Restrictions in the Workplace
Social media and mobile technology play an increasingly large role in the lives of individuals. These developments have the potential to impact employment relationships both positively and negatively. Mobile technology can allow employers to maintain contact with employees when they are not in the workplace, which is convenient and can lead to greater efficiency. However, the presence of mobile technology in the workplace may also result in distractions and decreased productivity, and may also give rise to privacy concerns. Many employers have also had issues with employees using social media to discuss the employer’s business, or to disparage the employer or other employees.
It is unlikely that an employer accessing publicly accessible information on the Internet could violate an employee’s privacy rights. However, privacy concerns may arise where an employee uses an employer-provided computer or cell phone for personal matters, particularly if such use is permitted or condoned by the employer. The relevant question in such instances is whether the employee had a reasonable expectation of privacy in the computer or cell phone’s contents.
Employers often have workplace policies that expressly advise employees that they will have no entitlement to privacy with respect to any activity engaged in on employer-provided technology. Employers may also have policies in place permitting the employer to monitor, search or otherwise police the use of employees’ computers or cell phones. The existence of a policy will not always be sufficient to establish that an employee had no reasonable expectation of privacy. The question of whether or not a reasonable expectation of privacy exists will depend on a consideration of all of the relevant circumstances.
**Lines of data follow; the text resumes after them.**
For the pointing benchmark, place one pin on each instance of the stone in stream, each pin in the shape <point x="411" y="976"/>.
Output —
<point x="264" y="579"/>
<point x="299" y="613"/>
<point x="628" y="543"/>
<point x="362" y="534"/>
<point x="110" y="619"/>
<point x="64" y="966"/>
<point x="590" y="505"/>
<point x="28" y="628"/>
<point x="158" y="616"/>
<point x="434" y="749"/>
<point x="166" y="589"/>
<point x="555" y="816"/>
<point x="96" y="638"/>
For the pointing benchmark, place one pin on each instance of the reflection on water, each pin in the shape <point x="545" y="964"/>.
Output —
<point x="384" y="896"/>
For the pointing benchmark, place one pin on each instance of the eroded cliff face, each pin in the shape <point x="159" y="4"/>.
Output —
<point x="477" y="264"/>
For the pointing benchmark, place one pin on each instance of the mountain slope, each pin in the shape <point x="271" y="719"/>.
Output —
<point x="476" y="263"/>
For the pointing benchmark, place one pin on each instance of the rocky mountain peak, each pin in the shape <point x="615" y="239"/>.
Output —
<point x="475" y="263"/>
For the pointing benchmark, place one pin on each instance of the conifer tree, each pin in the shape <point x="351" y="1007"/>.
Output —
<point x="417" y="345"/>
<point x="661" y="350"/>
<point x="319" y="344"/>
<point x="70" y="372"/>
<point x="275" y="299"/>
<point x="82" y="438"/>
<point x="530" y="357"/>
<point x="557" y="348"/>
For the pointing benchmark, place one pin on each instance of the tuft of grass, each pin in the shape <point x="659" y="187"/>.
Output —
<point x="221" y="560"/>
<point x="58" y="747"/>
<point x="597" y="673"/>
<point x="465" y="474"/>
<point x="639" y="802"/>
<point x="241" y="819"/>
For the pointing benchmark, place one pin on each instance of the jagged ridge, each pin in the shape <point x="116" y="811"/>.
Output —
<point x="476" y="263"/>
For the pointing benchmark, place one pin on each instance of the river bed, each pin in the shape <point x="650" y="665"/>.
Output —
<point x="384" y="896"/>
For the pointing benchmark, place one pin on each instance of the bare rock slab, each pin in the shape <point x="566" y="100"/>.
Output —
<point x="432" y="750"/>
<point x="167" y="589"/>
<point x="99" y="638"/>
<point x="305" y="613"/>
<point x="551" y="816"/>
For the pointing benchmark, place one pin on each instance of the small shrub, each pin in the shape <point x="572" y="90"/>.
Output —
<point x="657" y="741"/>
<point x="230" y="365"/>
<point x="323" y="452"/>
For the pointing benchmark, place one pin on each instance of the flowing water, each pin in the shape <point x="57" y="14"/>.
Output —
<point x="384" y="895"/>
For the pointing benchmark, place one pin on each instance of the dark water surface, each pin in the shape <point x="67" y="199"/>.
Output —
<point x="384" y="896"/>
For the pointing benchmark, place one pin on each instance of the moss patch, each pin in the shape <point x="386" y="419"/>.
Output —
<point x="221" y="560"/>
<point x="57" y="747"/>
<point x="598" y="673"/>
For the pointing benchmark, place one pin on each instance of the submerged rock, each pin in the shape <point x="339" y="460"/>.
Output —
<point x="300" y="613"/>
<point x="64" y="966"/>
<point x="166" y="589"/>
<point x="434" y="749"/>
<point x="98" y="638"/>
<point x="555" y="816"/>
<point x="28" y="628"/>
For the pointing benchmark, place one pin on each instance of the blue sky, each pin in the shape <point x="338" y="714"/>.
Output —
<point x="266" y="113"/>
A balance must be struck by employers between the freedom of employees to use the internet on their own time, and their ability to damage an employer’s reputation or workplace relationships by doing so.
In June of 2024, the Supreme Court of Canada ruled that the Canadian Charter of Rights and Freedoms applies to public school boards in their capacity as employer, and that employees of such boards are therefore protected against unreasonable searches. The implications of this ruling have yet to be fully explored, but may prove challenging for employers.